Briar: Peer to Peer Encrypted Messaging
Platform support and iOS constraints
- Many notice Briar is Android-only and question lack of iOS and recent public updates.
- Several argue Android focus is rational given limited resources and Briar’s target audience.
- Technical explanations: iOS aggressively kills background apps and forbids the kind of persistent background networking Briar and Tor need; also no JIT for JVM-based code and no process forking for a separate Tor process.
- Some note that a few iOS apps can run in the background via specific APIs (audio, location), but this is seen as a narrow carve‑out, not a general solution for Briar‑style messaging.
Security model and cryptography
- Users like Briar’s strong threat model, Tor integration, and metadata minimization; it’s described as “insanely privacy focused.”
- There are questions whether Briar uses a double ratchet; docs claim forward secrecy but don’t clearly mention ratcheting.
- A side thread debates PGP vs modern protocols: critics call PGP outdated for messaging (no default forward secrecy), recommending Signal‑style ratchets instead; others highlight ongoing work to add forward secrecy to PGP.
- One commenter critiques reliance on “standard cryptographic primitives” and suggests nonstandard schemes; others push back, emphasizing public scrutiny and competitions over “homebrew” crypto.
P2P, mesh, and offline communication
- Briar’s ability to sync over Bluetooth, Wi‑Fi, and even SD cards is widely praised, especially for censorship, disasters, or no‑internet scenarios.
- Real‑world stories: it worked well as Bluetooth chat on a plane for some, poorly for others.
- Clarification: despite marketing language, Briar today is not a full mesh network; phones relay only within limited topologies, partly due to OS changes and DoS/metadata concerns.
- There’s an extended debate about whether large‑scale, relay‑based mesh over short‑range links can practically scale without flooding or routing problems.
Alternatives and ecosystem comparisons
- Comparisons include DeltaChat, Signal, Session, SimpleX, Ricochet, Cwtch, Secure Scuttlebutt, Firechat, Meshtastic, and Reticulum.

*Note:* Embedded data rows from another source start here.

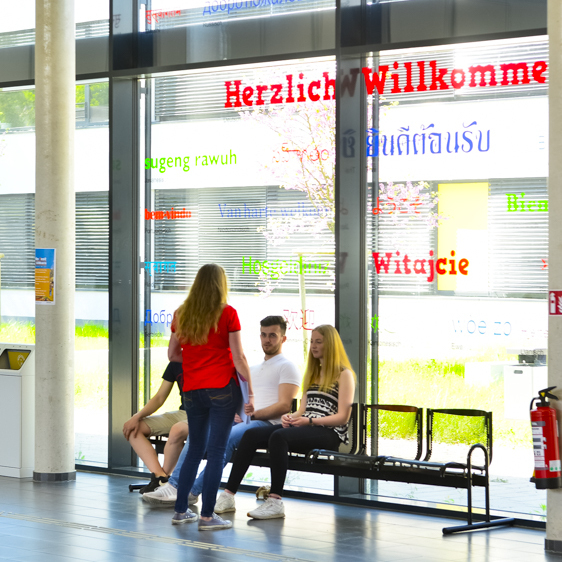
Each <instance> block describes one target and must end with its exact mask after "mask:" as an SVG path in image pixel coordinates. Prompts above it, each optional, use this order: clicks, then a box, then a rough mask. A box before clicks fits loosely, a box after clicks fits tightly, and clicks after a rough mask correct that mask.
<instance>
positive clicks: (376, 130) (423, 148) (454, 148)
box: [366, 121, 490, 157]
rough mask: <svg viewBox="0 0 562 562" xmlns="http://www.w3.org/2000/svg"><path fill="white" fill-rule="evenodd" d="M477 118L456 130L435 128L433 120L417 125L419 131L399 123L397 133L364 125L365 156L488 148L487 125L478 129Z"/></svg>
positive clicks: (489, 145)
mask: <svg viewBox="0 0 562 562" xmlns="http://www.w3.org/2000/svg"><path fill="white" fill-rule="evenodd" d="M477 125H478V122H477V121H472V123H470V124H468V125H465V124H464V123H463V124H462V129H461V130H460V131H443V132H437V130H436V129H435V124H434V123H431V124H429V125H421V126H420V129H419V130H420V132H416V133H414V131H413V129H412V131H411V133H410V126H407V127H400V128H399V129H398V131H399V134H397V135H394V134H392V135H386V134H382V132H381V131H379V130H378V129H375V128H371V129H367V151H366V152H367V157H377V156H409V155H410V153H412V154H413V155H417V154H422V155H423V154H442V153H443V154H444V153H445V152H446V153H448V154H468V153H470V152H472V150H473V149H475V151H476V150H478V151H479V152H488V150H490V129H488V130H487V131H485V132H482V130H480V129H478V130H477V129H476V128H475V127H476V126H477Z"/></svg>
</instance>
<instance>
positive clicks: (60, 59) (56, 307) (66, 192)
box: [33, 0, 76, 482]
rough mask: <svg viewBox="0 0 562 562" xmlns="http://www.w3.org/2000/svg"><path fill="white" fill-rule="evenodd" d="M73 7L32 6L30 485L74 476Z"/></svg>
mask: <svg viewBox="0 0 562 562" xmlns="http://www.w3.org/2000/svg"><path fill="white" fill-rule="evenodd" d="M75 80H76V57H75V36H74V0H36V43H35V95H36V97H35V130H36V136H37V138H36V149H37V156H36V165H37V168H36V195H35V245H36V247H37V248H55V250H56V266H55V275H56V279H55V304H54V305H36V306H35V330H36V347H35V384H36V387H35V467H34V473H33V479H34V480H35V481H38V482H54V481H65V480H75V479H76V472H75V469H74V286H75V283H74V276H75V273H74V268H75V265H74V261H75V260H74V251H75V208H74V207H75V203H74V201H75V194H74V128H75Z"/></svg>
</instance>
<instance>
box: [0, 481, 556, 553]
mask: <svg viewBox="0 0 562 562" xmlns="http://www.w3.org/2000/svg"><path fill="white" fill-rule="evenodd" d="M130 482H132V480H131V479H129V478H125V477H119V476H106V475H100V474H88V473H78V477H77V481H76V482H75V483H72V484H33V482H30V481H20V480H17V479H13V478H0V560H10V561H13V562H55V561H56V562H72V561H78V560H85V561H91V562H97V561H99V562H102V561H116V562H128V561H130V562H133V561H139V562H142V561H148V560H155V561H159V560H162V561H166V562H174V561H176V560H177V561H180V560H181V561H182V562H183V561H185V560H190V562H199V561H201V562H211V561H220V560H224V561H225V562H229V561H240V562H242V561H244V562H247V561H248V560H273V561H279V562H281V561H287V562H289V561H292V562H300V561H312V562H332V561H333V562H341V561H342V560H344V561H345V562H355V561H357V562H363V561H365V560H373V561H377V562H400V561H403V562H407V561H414V560H415V561H416V562H424V561H427V562H441V561H442V562H456V561H459V562H461V561H474V562H486V561H489V562H501V561H506V562H507V561H510V562H517V561H522V562H523V561H524V562H543V561H556V562H558V561H560V560H561V558H560V557H558V556H554V555H550V554H546V553H544V550H543V548H544V537H545V534H544V532H541V531H532V530H528V529H513V528H503V529H502V528H498V529H494V530H491V531H480V532H477V533H468V534H463V535H457V536H449V537H443V536H442V534H441V528H442V527H444V526H448V525H451V524H456V522H455V521H451V520H447V519H444V518H436V517H425V516H419V515H406V514H400V513H392V512H385V511H380V510H374V509H367V508H362V507H350V506H342V505H332V504H325V503H317V502H313V501H305V500H291V499H289V500H286V513H287V517H286V519H284V520H283V519H276V520H271V521H252V520H250V519H248V518H247V516H246V512H247V511H248V510H249V509H250V508H252V507H253V506H255V504H256V500H255V496H253V495H251V494H244V493H240V494H239V496H238V499H237V506H238V510H237V511H236V513H233V514H229V517H228V518H231V519H232V520H233V521H234V527H233V528H232V529H229V530H226V531H218V532H215V533H201V532H199V531H198V530H197V525H196V524H191V525H190V524H188V525H183V526H179V527H173V526H172V525H171V524H170V519H171V515H172V513H171V508H167V509H150V508H149V507H147V506H146V505H145V504H144V503H143V502H142V501H141V498H140V496H139V495H138V494H137V493H129V491H128V486H127V485H128V484H129V483H130Z"/></svg>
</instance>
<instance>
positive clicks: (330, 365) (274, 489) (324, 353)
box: [216, 324, 355, 519]
mask: <svg viewBox="0 0 562 562" xmlns="http://www.w3.org/2000/svg"><path fill="white" fill-rule="evenodd" d="M302 388H303V397H302V400H301V403H300V407H299V409H298V411H297V413H296V414H286V415H284V416H282V417H281V422H282V424H281V425H272V426H270V427H256V428H253V429H249V430H248V431H246V433H244V436H243V437H242V440H241V441H240V444H239V445H238V450H237V452H236V457H235V458H234V464H233V465H232V471H231V472H230V478H229V479H228V483H227V485H226V488H225V491H224V492H223V493H222V494H221V495H220V496H219V499H218V501H217V505H216V511H217V513H225V512H227V511H235V510H236V507H235V505H234V495H235V494H236V492H237V491H238V487H239V486H240V483H241V482H242V479H243V478H244V475H245V474H246V471H247V470H248V468H249V467H250V463H251V461H252V457H253V456H254V453H255V452H256V450H257V449H264V448H267V449H269V457H270V470H271V492H270V494H269V497H268V498H267V500H266V501H265V503H263V504H262V505H260V506H259V507H258V508H257V509H254V510H253V511H250V512H249V513H248V517H252V518H254V519H275V518H278V517H285V508H284V506H283V502H282V500H281V497H282V495H283V486H284V484H285V477H286V475H287V470H288V466H289V459H288V453H289V451H291V452H295V453H308V452H309V451H311V450H312V449H327V450H329V451H337V450H338V449H339V446H340V444H341V443H348V442H349V439H348V435H347V431H348V427H349V416H350V415H351V406H352V404H353V397H354V395H355V373H354V372H353V369H352V368H351V364H350V363H349V359H348V357H347V353H346V352H345V349H344V347H343V343H342V341H341V338H340V335H339V334H338V332H337V330H336V329H335V328H334V327H333V326H330V325H329V324H324V325H322V326H317V327H316V328H314V330H313V331H312V335H311V339H310V351H309V352H308V362H307V365H306V372H305V374H304V381H303V386H302Z"/></svg>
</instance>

- DeltaChat and Session get praise for usability and multi‑platform support, but are critiqued for PGP‑style crypto or lack of forward secrecy.
- Meshtastic and Reticulum are cited as more “network‑layer” approaches (LoRa, radio, multi‑interface overlay); some find Reticulum especially promising but worry it’s mostly a one‑person Python project.
- Android’s openness (F‑Droid, de‑Googled ROMs, sideloading) is viewed as aligning better with this ecosystem; iOS is seen as a hard wall for truly decentralized tools, though network effects of iOS still hurt adoption.
Usability, adoption, and missing features
- Adoption is perceived as low, limiting any P2P/mesh benefits; many peers simply don’t run Briar.
- Pain points: no multi‑device account, limited “one‑to‑many” broadcast features, forum UX (no edit/delete, weak threading), and QR‑only pairing.
- Others praise Briar’s simplicity and offline app‑sharing feature (Wi‑Fi hotspot / local APK) as a strong preparedness tool if installed in advance.
Legal and trust discussions
- Some worry about funding links (e.g., Open Technology Fund / US‑state‑related bodies), while others note many respected privacy projects share similar funding.
- On legality, commenters generally believe strong end‑to‑end crypto and P2P messaging remain legal in most “Western” jurisdictions, though vendors may face cooperation orders and, in the UK, compelled key disclosure.